Earlier today, a gaggle of white pelicans on the Rock River.

A wonderful bird is a pelican.
His bill will hold more than his belican.
He can take in his beak.
Food enough for a week,
But I'm damned if I see how the helican.

—Ogden Nash

Turn The Compost…

…and hang on to your hat.

IMG_7759.jpeg

A mostly enjoyable semi-hemi-bi-annual chore, always interesting. The most amazing thing is the contrast between the vast input and the very different and very small output three years later.

In the wind department—another vast blast, but this time from the direction just opposite of yesterday’s gale, and, being from the south, bringing the warmest temperature in many months.

Clustered Regularly Interspaced Short Palindromic Repeats...

…otherwise known as CRISPR. An ancient way for bacteria to fend off and immunize themselves against viruses—and now the basis of the CRISPR-Cas9 gene editing system that has given us the Pfizer and Moderna vaccines.

IMG_7756.jpeg

All of which is the basis of the new book I’m reading, The Code Breaker, by Walter Isaacson. A bit of a mix of People Magazine and Scientific American. The pure science is fascinating. The competition to commercialize and the patent wars, not so much. The bio-ethics or gene editing and designer babies stuff mind bending.
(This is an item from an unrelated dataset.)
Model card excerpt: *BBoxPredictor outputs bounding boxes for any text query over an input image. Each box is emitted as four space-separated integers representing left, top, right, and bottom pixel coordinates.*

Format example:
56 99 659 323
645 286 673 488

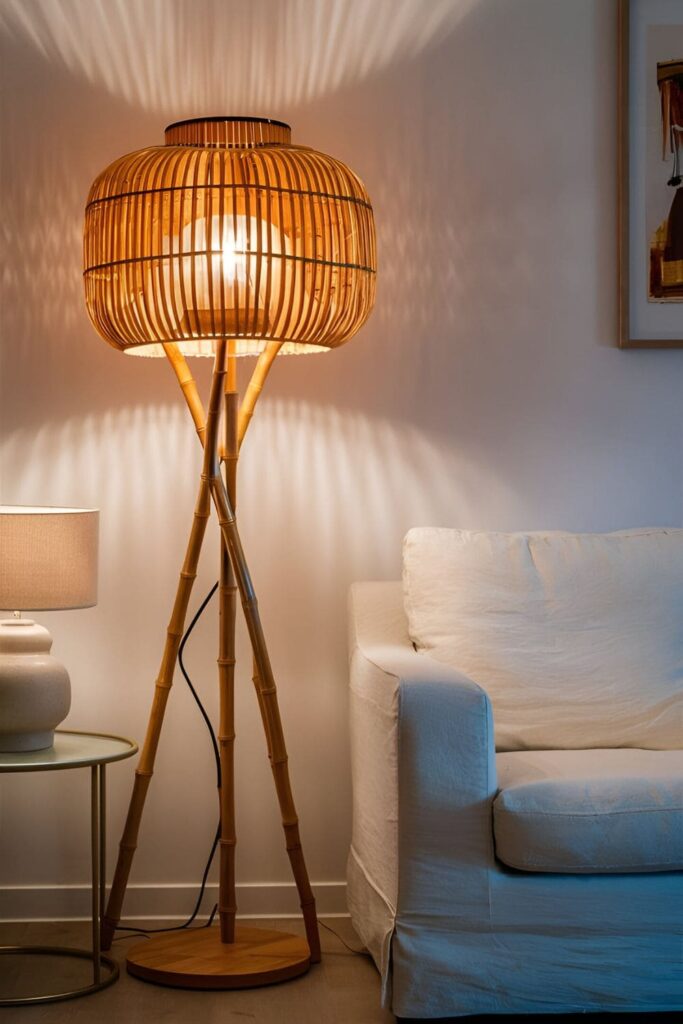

I think the last few chapters could be the best part—where RNA meets Covid 19. We’ll soon find out.

Chicken Express

Last night’s blog included a photo of the baby chick tub at the local True Value, where I went to grab a bag of potting soil for my 30 shagbark hickory seeds. Little did I expect that anyone would find the photo to be of interest.

IMG_7733.jpeg

However, Abby, the chicken expert, noticed it, and immediately asked me to go buy some. Apparently covid has disrupted the baby chicken supply, and chicks are hard to come by. Her standing order has been pushed back into late April.
So at 8 a.m. this morning I was at the hardware store shopping for birds. I bought four of them. I think I bought two buff orpingtons, one ameraucana, and one silver-laced polish—though the last one was supposed to be a silver wyandotte, or something like that.
Next step was to keep them alive and deliver them to the chicken farm in Cedarburg.

Note: the birds were alive and chirping when delivered.